Optimizing Your Docker Builds Docker has truly changed how we package, distribute, and deploy applications. At its core is the Docker’s build process, where a Docker image is created from a Dockerfile. In this post, we’ll explore several strategies to optimize Docker builds, making them faster and the resulting images more space efficient.
Before diving into optimization strategies, let's understand the most essential instructions that make up a Dockerfile:
FROM: Specifies the base image to use as the starting point for the build. This is typically the first instruction in a Dockerfile.RUN: Executes a command inside the image during the build process. Each RUN instruction creates a new layer in the image.COPY: Copies files or directories from the host machine to the image. It's the preferred instruction for copying files.CMD: Specifies the default command to run when a container is started from the image. There can only be one CMD instruction in a Dockerfile.These four instructions form the core of most Dockerfiles. They allow you to select a base image, execute commands to install dependencies and configure the image, copy necessary files, and define the default command to run when a container is started.

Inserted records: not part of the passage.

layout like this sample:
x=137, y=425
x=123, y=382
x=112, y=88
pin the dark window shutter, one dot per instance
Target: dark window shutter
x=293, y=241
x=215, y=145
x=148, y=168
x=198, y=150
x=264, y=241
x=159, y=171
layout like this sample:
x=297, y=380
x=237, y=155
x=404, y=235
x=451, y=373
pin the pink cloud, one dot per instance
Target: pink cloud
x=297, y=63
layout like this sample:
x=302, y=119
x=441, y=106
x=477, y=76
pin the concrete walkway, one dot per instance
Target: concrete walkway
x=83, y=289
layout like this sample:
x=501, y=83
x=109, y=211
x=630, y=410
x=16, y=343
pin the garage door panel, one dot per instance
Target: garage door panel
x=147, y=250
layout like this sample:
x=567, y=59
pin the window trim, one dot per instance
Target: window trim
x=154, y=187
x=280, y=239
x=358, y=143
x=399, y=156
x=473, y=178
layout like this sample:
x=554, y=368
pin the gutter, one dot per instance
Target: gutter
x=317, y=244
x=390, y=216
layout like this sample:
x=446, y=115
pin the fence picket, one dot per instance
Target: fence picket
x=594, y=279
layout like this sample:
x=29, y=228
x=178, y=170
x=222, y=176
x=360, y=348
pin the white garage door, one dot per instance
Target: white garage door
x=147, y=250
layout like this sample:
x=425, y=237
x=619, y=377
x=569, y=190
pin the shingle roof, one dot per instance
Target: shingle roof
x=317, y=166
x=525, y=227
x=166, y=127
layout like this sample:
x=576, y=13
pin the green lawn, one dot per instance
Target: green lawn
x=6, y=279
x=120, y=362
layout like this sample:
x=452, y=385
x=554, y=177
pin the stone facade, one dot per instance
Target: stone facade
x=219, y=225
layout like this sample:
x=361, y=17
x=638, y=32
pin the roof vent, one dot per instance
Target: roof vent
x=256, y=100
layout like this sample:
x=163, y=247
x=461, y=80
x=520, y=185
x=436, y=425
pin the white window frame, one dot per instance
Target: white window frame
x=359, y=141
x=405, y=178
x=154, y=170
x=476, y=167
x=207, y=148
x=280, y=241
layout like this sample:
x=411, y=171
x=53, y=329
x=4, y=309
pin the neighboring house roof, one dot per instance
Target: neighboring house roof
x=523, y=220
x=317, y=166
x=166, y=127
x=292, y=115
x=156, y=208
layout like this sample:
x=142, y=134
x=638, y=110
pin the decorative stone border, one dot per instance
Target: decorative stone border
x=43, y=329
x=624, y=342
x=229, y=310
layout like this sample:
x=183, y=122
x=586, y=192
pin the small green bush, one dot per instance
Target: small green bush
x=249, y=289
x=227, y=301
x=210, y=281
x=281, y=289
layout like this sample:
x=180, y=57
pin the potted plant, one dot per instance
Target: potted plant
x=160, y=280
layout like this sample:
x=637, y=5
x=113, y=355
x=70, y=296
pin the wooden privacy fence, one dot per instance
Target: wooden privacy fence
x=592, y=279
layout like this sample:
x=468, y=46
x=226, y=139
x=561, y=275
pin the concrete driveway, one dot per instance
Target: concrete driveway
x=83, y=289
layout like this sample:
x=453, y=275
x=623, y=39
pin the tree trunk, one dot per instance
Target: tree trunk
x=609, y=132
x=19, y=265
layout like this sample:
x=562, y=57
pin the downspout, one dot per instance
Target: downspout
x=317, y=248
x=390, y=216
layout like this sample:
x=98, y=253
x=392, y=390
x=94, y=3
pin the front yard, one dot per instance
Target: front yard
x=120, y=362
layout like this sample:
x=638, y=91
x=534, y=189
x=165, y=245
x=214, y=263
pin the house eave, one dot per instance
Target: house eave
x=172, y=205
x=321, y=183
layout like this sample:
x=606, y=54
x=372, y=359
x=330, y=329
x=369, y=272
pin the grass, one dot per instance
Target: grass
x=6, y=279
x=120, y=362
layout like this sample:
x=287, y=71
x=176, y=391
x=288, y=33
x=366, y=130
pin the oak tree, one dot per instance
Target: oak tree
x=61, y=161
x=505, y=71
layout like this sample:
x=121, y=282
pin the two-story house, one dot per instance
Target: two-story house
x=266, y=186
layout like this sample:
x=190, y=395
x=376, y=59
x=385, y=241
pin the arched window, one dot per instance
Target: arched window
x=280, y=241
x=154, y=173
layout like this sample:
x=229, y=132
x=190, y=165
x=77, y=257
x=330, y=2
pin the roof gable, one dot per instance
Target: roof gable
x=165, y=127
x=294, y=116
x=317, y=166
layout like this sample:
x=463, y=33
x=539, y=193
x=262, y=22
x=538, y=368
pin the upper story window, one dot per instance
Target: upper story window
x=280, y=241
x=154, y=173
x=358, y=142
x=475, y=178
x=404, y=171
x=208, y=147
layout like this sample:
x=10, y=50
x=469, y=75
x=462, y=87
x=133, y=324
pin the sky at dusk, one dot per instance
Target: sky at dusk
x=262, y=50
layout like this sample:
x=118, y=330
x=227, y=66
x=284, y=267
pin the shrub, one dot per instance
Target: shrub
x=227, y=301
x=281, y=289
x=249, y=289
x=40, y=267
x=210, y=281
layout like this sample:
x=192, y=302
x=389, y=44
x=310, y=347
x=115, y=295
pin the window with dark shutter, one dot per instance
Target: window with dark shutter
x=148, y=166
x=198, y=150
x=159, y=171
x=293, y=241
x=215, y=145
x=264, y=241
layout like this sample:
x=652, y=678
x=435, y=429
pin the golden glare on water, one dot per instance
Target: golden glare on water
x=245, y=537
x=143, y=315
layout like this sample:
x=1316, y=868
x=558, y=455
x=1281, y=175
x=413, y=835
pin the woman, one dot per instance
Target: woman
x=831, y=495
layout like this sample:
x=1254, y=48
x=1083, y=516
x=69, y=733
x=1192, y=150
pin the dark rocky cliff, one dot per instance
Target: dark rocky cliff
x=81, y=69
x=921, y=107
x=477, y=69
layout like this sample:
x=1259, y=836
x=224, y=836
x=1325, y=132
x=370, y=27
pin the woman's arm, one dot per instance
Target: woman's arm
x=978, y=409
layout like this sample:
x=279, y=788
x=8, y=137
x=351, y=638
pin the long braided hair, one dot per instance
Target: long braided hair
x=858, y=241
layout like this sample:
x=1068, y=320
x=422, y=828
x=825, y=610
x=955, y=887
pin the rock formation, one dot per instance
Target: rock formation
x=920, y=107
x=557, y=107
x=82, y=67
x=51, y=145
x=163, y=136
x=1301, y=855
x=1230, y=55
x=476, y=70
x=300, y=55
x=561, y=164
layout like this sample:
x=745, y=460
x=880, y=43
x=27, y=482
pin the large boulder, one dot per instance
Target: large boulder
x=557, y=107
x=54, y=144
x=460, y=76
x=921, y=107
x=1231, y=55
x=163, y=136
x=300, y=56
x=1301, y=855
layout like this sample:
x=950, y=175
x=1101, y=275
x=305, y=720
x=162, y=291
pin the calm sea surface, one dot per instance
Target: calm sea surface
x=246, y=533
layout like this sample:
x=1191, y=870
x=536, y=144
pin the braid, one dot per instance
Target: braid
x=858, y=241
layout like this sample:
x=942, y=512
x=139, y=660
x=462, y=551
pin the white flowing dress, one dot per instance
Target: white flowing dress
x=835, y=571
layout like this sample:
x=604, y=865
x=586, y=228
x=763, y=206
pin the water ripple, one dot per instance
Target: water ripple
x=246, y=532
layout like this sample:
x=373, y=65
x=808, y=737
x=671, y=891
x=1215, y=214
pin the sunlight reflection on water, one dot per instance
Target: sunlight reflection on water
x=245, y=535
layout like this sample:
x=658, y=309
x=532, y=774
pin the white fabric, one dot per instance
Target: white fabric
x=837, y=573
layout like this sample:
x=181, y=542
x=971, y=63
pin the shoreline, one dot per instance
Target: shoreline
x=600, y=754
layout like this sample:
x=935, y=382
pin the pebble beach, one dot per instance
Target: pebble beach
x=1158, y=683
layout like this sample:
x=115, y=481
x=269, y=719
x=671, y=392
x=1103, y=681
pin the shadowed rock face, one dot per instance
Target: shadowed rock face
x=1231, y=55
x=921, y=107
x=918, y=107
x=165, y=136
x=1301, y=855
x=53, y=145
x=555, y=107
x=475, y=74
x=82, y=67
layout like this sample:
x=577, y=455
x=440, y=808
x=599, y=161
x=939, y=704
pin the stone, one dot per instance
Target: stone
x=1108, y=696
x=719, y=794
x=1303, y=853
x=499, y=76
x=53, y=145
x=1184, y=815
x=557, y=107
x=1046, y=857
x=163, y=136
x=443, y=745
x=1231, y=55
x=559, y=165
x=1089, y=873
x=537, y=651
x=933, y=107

Understanding Docker Build Cache Docker uses a build cache to speed up the build process. Each instruction in your Dockerfile is treated as a separate layer. If the layer hasn't changed, docker caches these layers and reuses them in subsequent builds. This means that if you modify an instruction in your Dockerfile, Docker will use the cache for all the layers before the modified instruction and rebuild the layers after it. This happens because each layer depends on the layers before it. Modifying an instruction changes the state of the image, and subsequent layers need to be rebuilt to ensure consistency and include the changes.

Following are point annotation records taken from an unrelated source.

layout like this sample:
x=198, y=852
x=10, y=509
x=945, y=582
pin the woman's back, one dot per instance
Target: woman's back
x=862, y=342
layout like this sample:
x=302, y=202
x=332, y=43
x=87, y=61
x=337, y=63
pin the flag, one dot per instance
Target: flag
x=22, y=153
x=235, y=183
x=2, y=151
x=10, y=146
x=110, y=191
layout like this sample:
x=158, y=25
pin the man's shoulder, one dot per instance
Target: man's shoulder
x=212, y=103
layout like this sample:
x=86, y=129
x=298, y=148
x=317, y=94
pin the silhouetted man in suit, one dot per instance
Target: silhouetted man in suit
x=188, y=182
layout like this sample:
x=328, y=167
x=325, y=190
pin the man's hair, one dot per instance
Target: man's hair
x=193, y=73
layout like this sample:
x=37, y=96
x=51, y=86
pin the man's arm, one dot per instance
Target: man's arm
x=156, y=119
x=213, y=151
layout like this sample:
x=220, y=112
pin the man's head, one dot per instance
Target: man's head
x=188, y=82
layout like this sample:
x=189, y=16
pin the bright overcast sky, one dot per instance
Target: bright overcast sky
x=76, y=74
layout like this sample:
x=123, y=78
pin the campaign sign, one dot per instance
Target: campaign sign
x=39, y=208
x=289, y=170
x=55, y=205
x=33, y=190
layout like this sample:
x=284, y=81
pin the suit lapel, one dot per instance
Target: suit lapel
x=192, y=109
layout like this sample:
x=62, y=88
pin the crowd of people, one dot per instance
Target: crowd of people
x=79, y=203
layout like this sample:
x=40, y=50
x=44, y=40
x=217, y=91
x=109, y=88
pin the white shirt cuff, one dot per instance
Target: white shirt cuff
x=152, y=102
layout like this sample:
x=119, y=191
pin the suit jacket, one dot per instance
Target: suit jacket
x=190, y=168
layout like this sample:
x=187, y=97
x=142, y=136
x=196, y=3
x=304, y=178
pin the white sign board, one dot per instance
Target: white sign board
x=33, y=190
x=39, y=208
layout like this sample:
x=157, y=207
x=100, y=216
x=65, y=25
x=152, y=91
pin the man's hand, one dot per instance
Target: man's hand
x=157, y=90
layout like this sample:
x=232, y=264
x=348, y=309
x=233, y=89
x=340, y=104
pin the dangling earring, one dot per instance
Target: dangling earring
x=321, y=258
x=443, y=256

How to Structure Your Dockerfile The order of instructions in your Dockerfile matters. You should structure your Dockerfile in a way that maximizes cache utilization. Here are a few ways to improve that:
1. Order from least frequently changing to most Place instructions less likely to change at the top of your Dockerfile. For example, if your application dependencies don't change frequently, install them early in the Dockerfile. This way, Docker can reuse the cached layers for these instructions in subsequent builds.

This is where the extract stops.